Better Programming

Advice for programmers.

Follow publication

Why We Quit Unit Testing Classes to Focus On a Behavioral Approach

Jonas Tulstrup
Better Programming
Published in
10 min readDec 8, 2021
Testing behavior of the entire system rather than each class in isolation. Image Source: Author.

I recently wrote a post explaining how we removed 80% of our code by avoiding premature software abstractions and how that greatly improved development efficiency and reduced errors.

One point that I largely left out of that post, was our decision to completely stop writing unit tests for individual classes. I am not saying that you have to pick only one type of test for your system, but simply that the type of tests that focus on individual classes in isolation has multiple issues which made us avoid those completely. In this post, I will cover our reasoning behind this choice, as well as our alternative approach, based on the following main issues with class-level testing.

  1. Class tests make changes painful
  2. Class tests don’t validate actual behavior
  3. Class tests are hard to understand

Let’s dive into each of these in more detail.

1. Class Tests Make Changes Painful

Unit testing on a class level locks down every class in our codebase to work in a specific way and to use other classes in a specific way. Even though class-level unit tests should not test the implementation of the class, the class itself, including its methods and interface, acts as an implementation detail in the perspective of the system as a whole.

This becomes an issue when making changes to our code as every small modification will break tests. Since typical changes to a codebase affect multiple classes, we will most often have to update tests for every single class that we touched. Not only that, we might additionally need to update other tests that are mocking any of the changed classes. This becomes tedious and adds an extra barrier to changing even the slightest detail.

Typical changes cause multiple tests to break. Image Source: Author.

Even when we are only modifying internal implementation details our tests will break and need updating. Say we want to refactor one class into two so we can reuse part of the logic elsewhere. This will immediately break the tests, requiring us to remove and update test cases for the original class as well as create a new set of test cases for the added class. And we didn’t even change any external behavior of the system.

Instead, we would prefer tests to break only when external behavior changes. This would make us free to do any internal refactorings of our codebase without a single change to our tests. Additionally, we would prefer changes to multiple classes within the same flow — such as an endpoint of a microservice — to only require updating a single set of tests, instead of one for every touched class.

2. Class Tests Don’t Validate Actual Behavior

Class-level testing focus on individual classes in isolation.
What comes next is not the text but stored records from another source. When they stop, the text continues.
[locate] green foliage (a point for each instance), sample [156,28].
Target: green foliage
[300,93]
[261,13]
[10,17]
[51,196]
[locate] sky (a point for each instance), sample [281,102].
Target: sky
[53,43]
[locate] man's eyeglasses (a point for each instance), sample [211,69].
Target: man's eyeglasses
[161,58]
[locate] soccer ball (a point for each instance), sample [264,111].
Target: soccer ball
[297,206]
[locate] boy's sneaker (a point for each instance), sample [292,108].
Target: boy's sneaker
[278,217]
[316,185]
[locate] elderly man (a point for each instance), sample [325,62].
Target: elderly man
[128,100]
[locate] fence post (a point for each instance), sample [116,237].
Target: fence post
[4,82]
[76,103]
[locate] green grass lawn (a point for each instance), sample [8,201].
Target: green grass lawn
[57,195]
As a result, we are testing implementation details rather than the behavior of our code as a whole. A major downside is that whenever a test fails, it doesn’t tell us anything about whether the external behavior of our code has changed or not, as the tests might have simply failed due to a changed implementation detail.

It is even a problem when all tests continue to be green after a change — typically indicating to developers that everything is good, and safe to deploy. However, this is often not the case for this type of test as we rely on mocking other classes. Every time a class is mocked, an assumption is made of how that class works, which quickly becomes out of date when the class itself changes and we forget to update the mocks.

For example, say that class A handles when class B returns result X, tested by mocking B to act this way. If we, later on, change class B to start also returning result Y in some scenarios, then even though A does not handle this new case, all of its tests would still be green as every mock of B are still set to always return X. Unless developers remember class A when changing B we will have breaking code with all-green tests.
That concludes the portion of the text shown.